PSMonday #15: Monday, August 8, 2016

Topic: PowerShell Remoting Continued IV

Notice: This post is a part of the PowerShell Monday series — a group of quick and easy to read mini lessons that briefly cover beginning and intermediate PowerShell topics. As a PowerShell enthusiast, this seemed like a beneficial way to ensure those around me at work were consistently learning new things about Windows PowerShell. At some point, I decided I would share these posts here, as well. Here’s the PowerShell Monday Table of Contents.

When we use PowerShell Remoting, as we have for the last few weeks, we connect to an endpoint, or a session configuration, on a remote computer. It doesn’t matter whether we use Enter-PSSession or Invoke-Command, an endpoint is still required. So it’s been said, the term endpoint and session configuration can be used interchangeably. The Get-PSSessionConfiguration cmdlet allows you to view the endpoints on a computer, as is displayed in the below example.

Get-PSSessionConfiguration

Name          : microsoft.powershell
PSVersion     : 4.0
StartupScript :
RunAsUser     :
Permission    : BUILTIN\Administrators AccessAllowed, BUILTIN\Remote Management Users AccessAllowed

Name          : microsoft.powershell.workflow
PSVersion     : 4.0
StartupScript :
RunAsUser     :
Permission    : BUILTIN\Administrators AccessAllowed, BUILTIN\Remote Management Users AccessAllowed

Name          : microsoft.powershell32
PSVersion     : 4.0
StartupScript :
RunAsUser     :
Permission    : BUILTIN\Administrators AccessAllowed, BUILTIN\Remote Management Users AccessAllowed

Name          : microsoft.windows.servermanagerworkflows
PSVersion     : 3.0
StartupScript :
RunAsUser     :
Permission    : NT AUTHORITY\INTERACTIVE AccessAllowed, BUILTIN\Administrators AccessAllowed

The default endpoint’s name is Microsoft.PowerShell.

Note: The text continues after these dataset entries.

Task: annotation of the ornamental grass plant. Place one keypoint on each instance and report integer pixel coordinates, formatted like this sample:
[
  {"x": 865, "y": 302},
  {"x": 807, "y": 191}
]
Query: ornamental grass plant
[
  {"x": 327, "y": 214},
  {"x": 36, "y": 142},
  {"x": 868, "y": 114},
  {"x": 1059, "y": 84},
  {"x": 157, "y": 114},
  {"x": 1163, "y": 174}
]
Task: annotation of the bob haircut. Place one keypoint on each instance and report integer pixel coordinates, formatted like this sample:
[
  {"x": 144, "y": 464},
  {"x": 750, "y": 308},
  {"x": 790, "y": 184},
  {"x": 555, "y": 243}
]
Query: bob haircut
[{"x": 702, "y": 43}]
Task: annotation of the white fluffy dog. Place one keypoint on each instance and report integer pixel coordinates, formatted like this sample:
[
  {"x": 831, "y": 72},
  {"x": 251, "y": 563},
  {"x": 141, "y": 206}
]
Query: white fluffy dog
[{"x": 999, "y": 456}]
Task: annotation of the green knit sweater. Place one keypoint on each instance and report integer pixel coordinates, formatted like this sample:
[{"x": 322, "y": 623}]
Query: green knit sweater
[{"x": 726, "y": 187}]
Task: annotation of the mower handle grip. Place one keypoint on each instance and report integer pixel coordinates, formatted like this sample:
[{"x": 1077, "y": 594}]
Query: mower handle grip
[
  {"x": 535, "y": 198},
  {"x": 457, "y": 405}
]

This is to say, that if you don’t indicate which endpoint to use when you remotely connect to another computer — and we haven’t in any of these PowerShell Remoting PSMondays — then you’re connecting to this endpoint.

Notice the Permission property on the Microsoft.PowerShell endpoint. This indicates, that by default, a user must have a membership in the local administrators group, or in the Remote Management Users group, to use this endpoint. Simply put, you must have specific permissions to use a PS Remoting endpoint. It’s not something that just anyone can use on your servers by default.

The idea behind constrained endpoints, or JEA (Just Enough Administration) endpoints, as they’re now called, is that you can create your own endpoint, give regular users access to it, have it run as an elevated user (using the RunAsUser property), and limit the cmdlets and functions available in the endpoint. That’s right, we can allow non-administrators the ability to perform tasks as an administrator, without the need to ever elevate the account used to connect to the JEA endpoint. While we won’t go into this any further in a PSMonday — at least I can’t imagine we will — this information may be beneficial to know.